Beiträge von Hetfield

    Hallo liebes Forum,


    vorweg: ich habe bereits die Suchfunktion benutzt, aber keine wirkliche Antwort auf meine Frage gefunden.
    Sofern diese schon 100x gestellt wurde, bitte ich daher um Verzeihung.



    Nun denn: Ich stecke momentan in einer verzwickten Situation, und zwar studiere ich Medizintechnik an einer Hochschule,
    merke aber zunehmenst, dass mir der gesundheitlich-medizinische Bereich sehr, sehr fehlt und ich nicht die Motivation habe,
    mich in den nächsten Semestern durch Mechanik und höhere Mathematik Klausuren zu quälen.


    Ich möchte mich daher beruflich anderweitig orientieren und bin auf die Idee gekommen, mich im Universitätsklinikum
    meiner Stadt als Mitarbeiter im pflegerischen Bereich zu bewerben. Auf die Art hätte ich wieder meinen Bezug zur Medizin
    und könnte mir die Zeit von bspw. sechs Monaten dort als Pflegepraktikum für das Medizinstudium, oder als Berufspraktikum
    für das Lehramt im Gesundheitswesen, oder oder oder anerkennen lassen.
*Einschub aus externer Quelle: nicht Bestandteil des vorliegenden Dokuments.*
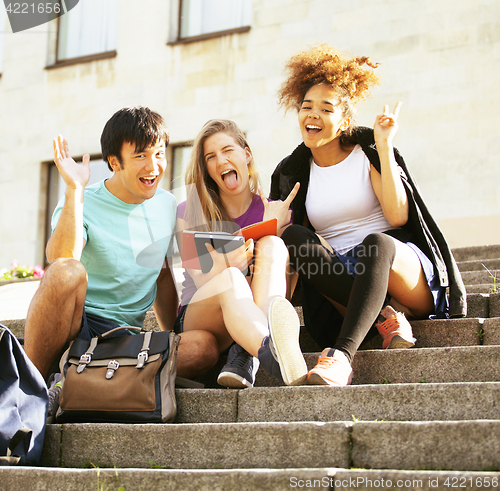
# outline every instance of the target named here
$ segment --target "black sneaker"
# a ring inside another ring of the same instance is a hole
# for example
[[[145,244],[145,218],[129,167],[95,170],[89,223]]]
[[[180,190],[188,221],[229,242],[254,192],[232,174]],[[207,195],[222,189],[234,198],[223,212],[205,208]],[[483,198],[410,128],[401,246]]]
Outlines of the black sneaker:
[[[234,343],[229,348],[227,363],[222,368],[217,383],[232,389],[252,388],[255,374],[259,369],[259,360]]]

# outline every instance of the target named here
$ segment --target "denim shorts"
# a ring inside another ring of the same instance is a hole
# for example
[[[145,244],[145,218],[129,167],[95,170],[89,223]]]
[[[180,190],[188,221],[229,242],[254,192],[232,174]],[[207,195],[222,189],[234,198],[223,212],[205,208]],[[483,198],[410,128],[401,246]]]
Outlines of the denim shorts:
[[[101,336],[105,332],[111,331],[115,327],[120,327],[120,324],[116,322],[110,321],[108,319],[104,319],[102,317],[98,317],[96,315],[88,314],[83,311],[82,317],[82,329],[78,337],[80,339],[85,339],[87,341],[91,341],[92,338],[97,336]],[[117,333],[111,334],[111,336],[120,336],[124,334],[132,334],[128,329],[123,329]]]
[[[184,332],[184,317],[186,316],[186,310],[187,310],[188,305],[189,305],[189,303],[187,303],[186,305],[183,305],[179,309],[179,313],[177,314],[177,319],[175,319],[175,322],[174,322],[175,334],[182,334]]]

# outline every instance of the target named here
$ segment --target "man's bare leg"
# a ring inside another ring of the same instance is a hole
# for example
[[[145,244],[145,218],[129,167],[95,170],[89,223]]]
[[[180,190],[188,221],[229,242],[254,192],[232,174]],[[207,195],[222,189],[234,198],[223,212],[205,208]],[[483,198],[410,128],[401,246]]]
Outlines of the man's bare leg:
[[[76,259],[57,259],[45,272],[26,316],[26,354],[47,378],[65,343],[81,328],[87,271]]]
[[[181,335],[177,352],[177,375],[192,379],[203,375],[219,359],[215,336],[207,331],[187,331]]]

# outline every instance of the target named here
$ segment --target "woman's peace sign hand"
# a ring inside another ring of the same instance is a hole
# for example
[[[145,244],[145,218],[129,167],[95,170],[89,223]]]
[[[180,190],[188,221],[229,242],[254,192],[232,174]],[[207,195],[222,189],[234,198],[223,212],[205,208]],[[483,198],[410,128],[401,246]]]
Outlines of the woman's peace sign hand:
[[[292,217],[292,212],[289,209],[290,204],[295,196],[297,196],[299,188],[300,182],[297,182],[285,201],[268,201],[262,189],[259,189],[259,195],[264,204],[264,218],[262,220],[265,221],[276,218],[278,220],[278,234],[283,227],[286,227],[290,223]]]
[[[399,110],[403,103],[400,101],[396,104],[393,113],[389,113],[389,106],[384,106],[383,114],[379,114],[375,118],[375,124],[373,126],[375,143],[377,147],[383,144],[392,145],[392,140],[394,135],[398,131],[398,116]]]

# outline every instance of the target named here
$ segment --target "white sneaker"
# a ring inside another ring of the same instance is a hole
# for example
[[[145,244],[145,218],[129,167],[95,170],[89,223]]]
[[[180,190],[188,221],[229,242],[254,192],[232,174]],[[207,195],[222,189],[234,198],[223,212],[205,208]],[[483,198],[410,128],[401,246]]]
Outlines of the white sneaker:
[[[307,365],[300,350],[300,320],[293,305],[275,297],[269,305],[269,348],[280,366],[286,385],[303,385]]]

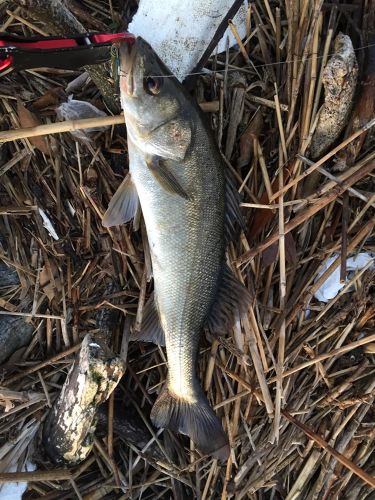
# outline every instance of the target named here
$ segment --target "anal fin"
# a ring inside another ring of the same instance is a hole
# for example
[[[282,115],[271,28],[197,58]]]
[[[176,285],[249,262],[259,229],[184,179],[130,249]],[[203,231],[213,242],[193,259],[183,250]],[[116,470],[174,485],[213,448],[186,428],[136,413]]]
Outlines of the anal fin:
[[[235,320],[246,314],[250,303],[250,292],[225,265],[217,298],[211,308],[206,327],[212,334],[227,333]]]
[[[130,341],[153,342],[165,346],[165,336],[160,324],[154,294],[150,296],[144,307],[141,331],[131,335]]]

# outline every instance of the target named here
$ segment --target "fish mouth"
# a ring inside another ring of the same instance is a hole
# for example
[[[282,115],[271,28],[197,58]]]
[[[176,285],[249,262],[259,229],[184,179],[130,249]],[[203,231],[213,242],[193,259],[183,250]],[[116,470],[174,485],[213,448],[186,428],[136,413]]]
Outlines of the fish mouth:
[[[137,56],[137,43],[121,44],[120,49],[120,88],[131,97],[134,95],[134,61]]]

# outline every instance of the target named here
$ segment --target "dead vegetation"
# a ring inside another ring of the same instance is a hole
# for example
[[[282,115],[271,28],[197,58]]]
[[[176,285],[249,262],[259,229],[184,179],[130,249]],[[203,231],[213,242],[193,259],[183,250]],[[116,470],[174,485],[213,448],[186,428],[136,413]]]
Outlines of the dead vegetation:
[[[34,4],[2,2],[0,31],[54,34]],[[91,31],[126,28],[136,8],[131,1],[61,4]],[[152,292],[145,230],[142,222],[138,231],[101,224],[127,173],[124,127],[90,140],[60,129],[1,145],[0,337],[10,318],[15,332],[31,325],[32,335],[26,344],[17,337],[2,360],[0,482],[29,481],[30,499],[373,496],[371,262],[329,302],[314,294],[337,268],[345,281],[348,256],[375,251],[374,12],[372,0],[252,2],[246,39],[211,58],[205,67],[214,71],[195,85],[214,111],[208,116],[243,196],[247,229],[229,261],[254,297],[241,324],[202,344],[200,376],[232,447],[224,465],[150,424],[165,354],[128,345]],[[354,48],[348,60],[337,47],[340,33]],[[338,67],[331,81],[329,60]],[[100,94],[95,75],[82,72],[3,77],[1,129],[54,122],[67,93],[106,110],[108,88]],[[56,466],[43,432],[87,334],[126,359],[126,373],[99,408],[88,456]],[[24,472],[28,460],[36,471]]]

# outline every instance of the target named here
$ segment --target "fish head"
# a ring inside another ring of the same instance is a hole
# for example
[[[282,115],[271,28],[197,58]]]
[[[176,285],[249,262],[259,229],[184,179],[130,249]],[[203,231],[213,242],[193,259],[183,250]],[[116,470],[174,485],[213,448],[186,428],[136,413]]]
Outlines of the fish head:
[[[183,159],[192,135],[191,100],[141,37],[121,44],[120,91],[131,141],[145,153]]]

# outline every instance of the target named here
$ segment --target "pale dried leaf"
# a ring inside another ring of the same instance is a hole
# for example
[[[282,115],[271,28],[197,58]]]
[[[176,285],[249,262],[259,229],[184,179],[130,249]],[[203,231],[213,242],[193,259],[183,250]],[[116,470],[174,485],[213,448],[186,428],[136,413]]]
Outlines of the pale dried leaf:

    So weit, so gut, jetzt kommt der Knackpunkt: Ich habe bereits mit 19 Jahren meinen Zivildienst abgeleistet, danach eine fachfremde Ausbildung absolviert, daraufhin mein Abitur über den zweiten Bildungsweg letztes Jahr nachgeholt und bin nun in Medizintechnik sagen wir verhofft oder unverhofft gelandet.
    Das Universitätsklinikum meiner Wahl bietet einen bezahlten Bundesfreiwilligendienst von mind. sechs Monaten bis zu max. 24 Monaten an.


    Frage: Darf ich rein rechtlich und [kranken-]versicherungstechnisch gesehen den BFD im Klinikum absolvieren und gleichzeitig weiterhin als Student immatrikuliert sein? Ich frage so direkt, weil ich im Studentenwerk einer beliebten Studentenstadt wohne, und das hier mit den Wohnräumen die reinste Tragödie ist. Von daher bin ich sehr glücklich mit meinem kostengünstigen Zimmer und auch folglich darauf angewiesen nicht exmatrikuliert zu werden.
    Die Abmeldung von der Uni geht direkt an das Studentenwerk --> ohne Studium keine Wohnberechtigung mehr im Studentenwerk.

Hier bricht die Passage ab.